When children go camping they like to sit around a log fire at night telling ghost stories. They enjoy getting frightened. Fear breeds fear, however, and sometimes fantasy becomes fact and the dark beast that someone said they'd glimpsed in the woods that afternoon suddenly becomes real to everyone.
Economic downturn can be like that beast.
There was rumour of a sighting recently. Apparently, London hotels are beginning to report that occupancies are down on last year (Caterer, 30 July, page 14). This may be true, but it is due to specific reasons and not the line that runs, "business has been booming for so long, it can't possibly be sustained", because it can. Repeating this message eventually leads to aself-fulfilling ghost story. Eventually everyone believes in the dark beast.
It is the kind of dangerous collective thinking that allows economic communities the world over to talk themselves into a slump. It's caused by lack of confidence, and the more times it happens the more likely it is to happen again.
In London, media attention has been focused recently on the moves and machinations of one or two big-name chefs operating on the capital's restaurant stage. So what's new?
Actually, nothing is new about this. The story of Gordon Ramsay's move from Aubergine or Marcus Wareing's search for a restaurant of his own is the kind of stuff that national newspapers have been lapping up and dishing out for a decade or more. Why? Because there is - and continues to be - a huge public interest in eating out.
If that interest is as strong now as it was a year ago - and statistical facts support this theory - where is the economic downturn?
John Waples, writing in the Sunday Times (2 August), draws attention to recent activity in the restaurant world that suggests a continuing buoyancy. Belgo's bid for the Ivy and Le Caprice, for example; or talk of Marco Pierre White's possible share flotation next year; the rise and rise of Groupe Chez Gérard; and the upward surge of Pizza Express stock - all are indications that restaurants remain safe territory for City analysts.

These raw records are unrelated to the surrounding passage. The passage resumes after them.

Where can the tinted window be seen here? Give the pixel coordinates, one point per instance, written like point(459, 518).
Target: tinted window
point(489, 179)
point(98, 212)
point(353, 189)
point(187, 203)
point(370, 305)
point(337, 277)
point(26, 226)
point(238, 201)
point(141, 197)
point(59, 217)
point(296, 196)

It should be the same for hotels. It is inevitable that the London boom is going to flatten out in time, if for no other reason than a continuing rise in profits depends, eventually, on expansion and in London that is virtually impossible. A slight blip in occupancy caused by a slight dip in tourist rates caused by a strong pound caused by a strong economy should not put investors off the sector.
Fear feeds on fear. And fear breeds fear. There's still a lot to be cheerful about. Let's not forget it.